# Kindle in the Wild Pics.....



## ValeriGail (Jan 21, 2010)

Today, I was freezing and feeling all yucky... and to my surprise, it was warmer outside than it was in my house!!! So, baby girl (who is 4) and I spent the afternoon outside. She got to dig in the dirt and chase the dogs, and I got to read in the sun! After a bit I realized, hey! This is a great picture time for the kindle!! I hadn't had a chance yet to snap any pics.. so, Here are a few of my kindle out in the wild! (and I live on acreage surounded by even more acreage, so you can really call this the wild, or the woods.. which ever you prefer! HAHA)

Kindle and its big sister, my Iphone.. neither are ever far away from each other or from me! 









Wanted to get the background in to show how nice and peaceful it is to sit on my back porch and read.. this is the first chance I've had to do this since getting my kindle, and its even MUCH better than with a DTB. Much much much better. And, of course, better than the iphone which I would not be able to see in such wonderful sunlight!









Full shot of the kindle.. it is in the JavoEdge Lumberjack case, which I love. I'm a very "nature" type of person (duh, I chose to live in the middle of nowhere surrounded by trees)









And if you didn't notice on the other shots... damage to my case . Three days after getting my new case from JavoEdge, I picked it up to read and noticed this corner... I have no idea when it happened, but I know who did it!! 









This is the culprit!








She may look cute... but she's wanted for disorderly kindle chewing!
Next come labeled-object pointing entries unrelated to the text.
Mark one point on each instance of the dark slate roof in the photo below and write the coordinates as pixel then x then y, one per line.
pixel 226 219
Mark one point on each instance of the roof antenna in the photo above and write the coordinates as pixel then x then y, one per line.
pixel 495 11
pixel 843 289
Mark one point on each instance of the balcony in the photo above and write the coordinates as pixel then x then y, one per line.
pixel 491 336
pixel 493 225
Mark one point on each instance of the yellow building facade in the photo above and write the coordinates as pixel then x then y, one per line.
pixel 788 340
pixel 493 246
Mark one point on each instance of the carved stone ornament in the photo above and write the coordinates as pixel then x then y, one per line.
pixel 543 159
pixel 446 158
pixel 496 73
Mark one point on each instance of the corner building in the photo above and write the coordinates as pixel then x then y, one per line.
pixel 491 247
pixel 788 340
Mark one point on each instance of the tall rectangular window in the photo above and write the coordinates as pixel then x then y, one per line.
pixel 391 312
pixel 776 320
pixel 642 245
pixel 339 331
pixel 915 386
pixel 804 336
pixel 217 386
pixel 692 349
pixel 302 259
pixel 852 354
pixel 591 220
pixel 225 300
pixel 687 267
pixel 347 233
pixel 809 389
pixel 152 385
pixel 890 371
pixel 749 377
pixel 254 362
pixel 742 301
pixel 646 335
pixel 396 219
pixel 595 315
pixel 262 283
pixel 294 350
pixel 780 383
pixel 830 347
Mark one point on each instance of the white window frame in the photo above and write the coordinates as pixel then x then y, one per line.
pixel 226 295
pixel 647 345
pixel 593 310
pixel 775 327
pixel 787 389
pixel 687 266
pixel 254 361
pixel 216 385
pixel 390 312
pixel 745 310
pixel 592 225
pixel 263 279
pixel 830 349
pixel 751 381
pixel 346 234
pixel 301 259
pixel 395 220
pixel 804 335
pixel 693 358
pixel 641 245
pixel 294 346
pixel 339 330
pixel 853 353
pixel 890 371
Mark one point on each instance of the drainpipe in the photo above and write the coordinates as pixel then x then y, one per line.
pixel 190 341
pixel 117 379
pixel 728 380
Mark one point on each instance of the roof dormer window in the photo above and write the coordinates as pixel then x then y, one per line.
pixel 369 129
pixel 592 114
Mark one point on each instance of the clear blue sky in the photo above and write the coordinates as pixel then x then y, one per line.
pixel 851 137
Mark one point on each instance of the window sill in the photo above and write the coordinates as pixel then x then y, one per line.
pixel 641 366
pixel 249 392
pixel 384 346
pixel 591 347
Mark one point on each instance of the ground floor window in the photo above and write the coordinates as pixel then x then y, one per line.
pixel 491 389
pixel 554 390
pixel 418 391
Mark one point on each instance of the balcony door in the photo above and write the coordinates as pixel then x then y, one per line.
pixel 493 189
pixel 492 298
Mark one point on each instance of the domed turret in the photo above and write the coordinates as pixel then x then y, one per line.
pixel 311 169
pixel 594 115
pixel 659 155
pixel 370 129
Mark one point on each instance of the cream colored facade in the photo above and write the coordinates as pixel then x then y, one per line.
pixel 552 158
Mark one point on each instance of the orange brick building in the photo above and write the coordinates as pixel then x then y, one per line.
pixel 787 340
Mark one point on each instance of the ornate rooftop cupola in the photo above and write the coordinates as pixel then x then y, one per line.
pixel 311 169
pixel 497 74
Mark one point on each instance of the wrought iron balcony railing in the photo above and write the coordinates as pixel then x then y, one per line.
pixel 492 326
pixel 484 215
She packs weapons in her mouth that could strike any unsuspecting kindle.. be ware!



Valeri


----------



## zinnia15 (Feb 21, 2010)

Great pictures Cute puppy.


----------



## angel_b (Nov 18, 2009)

Awesome post and pics ... made me laugh ... bad dog!


----------



## GoldenKindle (Jan 11, 2010)

Great pics of the kindle and I like the cover.

That puppy has such an angel face!


----------



## Mandy (Dec 27, 2009)

Aww, that sweet face would make it impossible to be mad! My 7 week old Boxer puppy already has a fondness for my leather Sperry topsiders, so I am paranoid she is gonna get hold of my Oberon cover.


----------



## Javoedge (Apr 30, 2009)

These photos are great ValeriGail!!
Came to this post late but thanks for sharing these high quality snapshots! Your dog is too cute! Am sharing this on the official JAVOedge thread so people can find it from there + linking back to this.


----------



## skyblue (Dec 23, 2009)

Love your Kindle in the wild photos!  Thanks for sharing.  I have never seen photos of the Lumberjack cover before.  It is perfect for your set up.  Your pup is adorable!


----------



## mistyd107 (May 22, 2009)

great pics...Absolutely adorable puppy.  OT ? and I apologize but is that the Black/pink Otterbox on your phone?  how Bright is the pink I'm debating between the solid pink and the Black/Pink


----------



## MarthaT (Mar 3, 2009)

great pics


----------



## leslieray (Mar 16, 2010)

Cute puppy! Now how could you be mad at such a face?

Thanks for the pics, brightened my day, made me laugh!


----------



## Luna (Jan 20, 2010)

Nice pictures. The title of this thread remembered me of the contest on the M-Egde website...
What kind of breed is your dog? Is it still a puppy?


----------



## loca (Jan 3, 2010)

Ah, the puppy matches with the kindle


----------